Suppose that you are part of the Management team at Porsche. Suppose that it is the...

Suppose that you are part of the Management team at Porsche. Suppose that it is the end of December

2019 and a novel coronavirus that causes a respiratory illness was identified in Wuhan City, Hubei

Province, China. The illness was reported to the World Health Organization and there is heightened

uncertainty around the Globe.

You (as part of the management team) are reviewing Porsche’s hedging strategy for the cash flows it

expects to obtain from vehicle sales in North America during the calendar year 2020. Assume that

Porsche’s management entertains three scenarios:

Scenario 1 (Expected): The expected volume of North American sales in 2020 is 35,000 vehicles.

Scenario 2 (Pandemic): The low-sales scenario is 50% lower than the expected sales volume.

Scenario 3 (High Growth): The high-sales scenario is 20% higher than the expected sales volume.

Assume, in each scenario, that the average sales price per vehicle is $85,000 and that all sales are

realised at the end of December 2020. All variable costs incurred by producing an additional vehicle to

be sold in North America in 2020 are billed in euros (€) and amount to €55,000 per vehicle. Shipping

an additional vehicle to be sold in North America in 2020 are billed in € and amount to €3,000 per

vehicle.

The current spot exchange rate is (bid-ask) $1.11/€ - $1.12/€ and forward bid-ask is $1.18/€ - $1.185/€.

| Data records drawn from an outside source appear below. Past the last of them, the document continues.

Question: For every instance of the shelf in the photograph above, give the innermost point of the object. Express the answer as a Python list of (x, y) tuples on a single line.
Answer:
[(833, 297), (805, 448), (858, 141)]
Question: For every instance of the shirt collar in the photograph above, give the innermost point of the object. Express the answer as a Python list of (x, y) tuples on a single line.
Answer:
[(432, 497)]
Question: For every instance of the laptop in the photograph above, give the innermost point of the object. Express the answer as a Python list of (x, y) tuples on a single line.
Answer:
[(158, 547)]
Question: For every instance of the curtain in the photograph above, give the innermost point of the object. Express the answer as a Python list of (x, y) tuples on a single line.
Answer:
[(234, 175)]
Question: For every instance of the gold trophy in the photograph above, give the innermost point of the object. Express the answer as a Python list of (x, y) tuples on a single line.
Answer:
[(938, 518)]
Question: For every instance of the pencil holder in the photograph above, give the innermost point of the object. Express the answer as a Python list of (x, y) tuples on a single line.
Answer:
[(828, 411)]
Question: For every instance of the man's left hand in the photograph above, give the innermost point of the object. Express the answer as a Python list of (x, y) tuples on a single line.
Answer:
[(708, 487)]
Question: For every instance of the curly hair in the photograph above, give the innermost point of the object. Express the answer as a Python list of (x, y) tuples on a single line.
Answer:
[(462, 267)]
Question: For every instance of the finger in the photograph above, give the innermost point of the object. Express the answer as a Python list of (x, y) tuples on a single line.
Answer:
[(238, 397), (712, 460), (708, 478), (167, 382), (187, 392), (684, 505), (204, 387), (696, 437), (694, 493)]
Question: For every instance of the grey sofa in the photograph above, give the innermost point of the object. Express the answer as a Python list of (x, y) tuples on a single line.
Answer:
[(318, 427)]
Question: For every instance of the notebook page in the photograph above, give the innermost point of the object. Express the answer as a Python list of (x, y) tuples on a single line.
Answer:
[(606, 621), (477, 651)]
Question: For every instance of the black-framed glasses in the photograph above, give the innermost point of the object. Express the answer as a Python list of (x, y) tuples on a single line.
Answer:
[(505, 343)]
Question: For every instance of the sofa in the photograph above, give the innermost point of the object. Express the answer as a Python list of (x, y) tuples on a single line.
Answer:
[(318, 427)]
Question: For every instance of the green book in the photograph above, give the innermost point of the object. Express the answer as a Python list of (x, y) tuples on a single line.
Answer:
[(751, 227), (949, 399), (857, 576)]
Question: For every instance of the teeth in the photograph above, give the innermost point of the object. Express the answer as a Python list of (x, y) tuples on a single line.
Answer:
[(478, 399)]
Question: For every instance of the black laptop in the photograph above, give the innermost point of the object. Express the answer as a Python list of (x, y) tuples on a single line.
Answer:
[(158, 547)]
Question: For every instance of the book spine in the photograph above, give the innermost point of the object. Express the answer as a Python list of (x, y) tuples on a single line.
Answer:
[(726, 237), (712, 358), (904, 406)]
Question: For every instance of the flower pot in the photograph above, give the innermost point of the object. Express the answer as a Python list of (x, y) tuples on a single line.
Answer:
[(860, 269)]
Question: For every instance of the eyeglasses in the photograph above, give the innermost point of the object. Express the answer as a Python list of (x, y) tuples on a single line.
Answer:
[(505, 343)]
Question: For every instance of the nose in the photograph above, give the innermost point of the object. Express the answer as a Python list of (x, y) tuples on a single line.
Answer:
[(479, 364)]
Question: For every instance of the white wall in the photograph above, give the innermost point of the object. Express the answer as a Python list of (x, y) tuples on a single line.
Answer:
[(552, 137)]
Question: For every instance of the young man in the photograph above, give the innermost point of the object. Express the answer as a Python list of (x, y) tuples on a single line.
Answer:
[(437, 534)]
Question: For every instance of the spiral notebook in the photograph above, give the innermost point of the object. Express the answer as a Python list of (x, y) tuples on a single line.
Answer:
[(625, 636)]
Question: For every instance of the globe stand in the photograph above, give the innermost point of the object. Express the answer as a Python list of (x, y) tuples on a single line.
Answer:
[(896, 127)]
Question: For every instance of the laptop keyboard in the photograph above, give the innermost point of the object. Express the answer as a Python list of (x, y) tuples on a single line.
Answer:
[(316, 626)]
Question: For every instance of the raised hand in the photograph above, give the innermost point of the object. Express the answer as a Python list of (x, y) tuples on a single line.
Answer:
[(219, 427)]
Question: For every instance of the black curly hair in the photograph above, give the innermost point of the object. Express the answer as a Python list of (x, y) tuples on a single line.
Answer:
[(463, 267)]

The option premium is 2.5% of US$ strike price, and option strike price is $1.085/€. Your finance team

made the following forecasts about the exchange rates at the end of December 2020:

• bid-ask will be $1.45/€ - $1.465/€ if the investors (and speculators) consider the euro (€) a safe

haven currency during the pandemic.

• bid-ask will be $0.88/€-$0.90/€ if the investors (and speculators) consider the U.S. dollar ($) a

safe haven currency during the pandemic

1. As the CFO, you decided to hedge using option contracts. Assuming expected final sales

volume is 35,000, what are your total revenue and the percentage revenue from hedging

(compared to no hedging) (do not use any variable costs to calculate in this question)

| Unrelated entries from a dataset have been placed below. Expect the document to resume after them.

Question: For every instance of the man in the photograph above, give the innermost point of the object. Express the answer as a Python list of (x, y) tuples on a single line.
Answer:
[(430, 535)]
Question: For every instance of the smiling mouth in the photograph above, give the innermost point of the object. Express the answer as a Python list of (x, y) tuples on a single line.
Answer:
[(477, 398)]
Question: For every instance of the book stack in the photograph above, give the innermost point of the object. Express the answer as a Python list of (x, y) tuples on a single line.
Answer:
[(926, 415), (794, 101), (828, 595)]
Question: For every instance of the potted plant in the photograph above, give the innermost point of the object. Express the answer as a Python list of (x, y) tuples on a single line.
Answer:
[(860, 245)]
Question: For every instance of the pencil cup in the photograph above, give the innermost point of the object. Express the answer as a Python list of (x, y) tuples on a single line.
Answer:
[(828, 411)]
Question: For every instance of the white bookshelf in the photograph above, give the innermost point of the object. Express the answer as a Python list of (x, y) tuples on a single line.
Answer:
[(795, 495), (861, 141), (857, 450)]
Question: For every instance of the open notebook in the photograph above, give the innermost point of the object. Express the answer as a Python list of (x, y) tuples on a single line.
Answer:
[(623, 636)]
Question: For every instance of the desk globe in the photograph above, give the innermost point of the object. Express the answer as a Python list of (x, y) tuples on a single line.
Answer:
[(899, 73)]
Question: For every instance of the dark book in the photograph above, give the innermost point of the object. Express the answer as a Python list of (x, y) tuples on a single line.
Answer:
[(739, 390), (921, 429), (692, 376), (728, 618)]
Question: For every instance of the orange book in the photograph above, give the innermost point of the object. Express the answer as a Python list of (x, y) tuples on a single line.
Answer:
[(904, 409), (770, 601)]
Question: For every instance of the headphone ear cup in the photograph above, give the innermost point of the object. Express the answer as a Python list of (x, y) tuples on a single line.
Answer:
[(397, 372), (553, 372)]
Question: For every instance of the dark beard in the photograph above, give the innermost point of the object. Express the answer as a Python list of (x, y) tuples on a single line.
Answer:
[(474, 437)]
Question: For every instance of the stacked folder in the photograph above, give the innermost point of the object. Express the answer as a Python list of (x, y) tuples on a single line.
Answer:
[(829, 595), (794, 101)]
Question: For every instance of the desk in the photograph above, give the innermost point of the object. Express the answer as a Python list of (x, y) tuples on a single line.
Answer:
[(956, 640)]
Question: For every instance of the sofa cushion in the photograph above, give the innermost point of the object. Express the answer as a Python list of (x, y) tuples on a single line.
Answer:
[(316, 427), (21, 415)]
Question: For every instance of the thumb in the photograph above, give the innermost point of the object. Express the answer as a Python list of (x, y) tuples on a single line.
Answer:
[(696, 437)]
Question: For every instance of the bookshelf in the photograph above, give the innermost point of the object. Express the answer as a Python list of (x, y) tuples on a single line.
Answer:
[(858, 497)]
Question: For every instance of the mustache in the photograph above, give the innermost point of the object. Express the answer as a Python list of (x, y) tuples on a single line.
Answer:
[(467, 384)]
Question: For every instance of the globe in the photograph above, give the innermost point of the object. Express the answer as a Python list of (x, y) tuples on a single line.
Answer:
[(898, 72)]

a) if the exchange rate (bid-ask) remains at $1.11/€ - $1.12/€?

b) if the investors consider the U.S. dollar a safe haven currency during the pandemic?

2. Assume that the Scenario 2 (Pandemic) took place in 2020 and the euro became a safe haven

currency during the pandemic. What are your euro cash flows if you did not hedge, hedged

using forward contracts, and hedged using option contracts?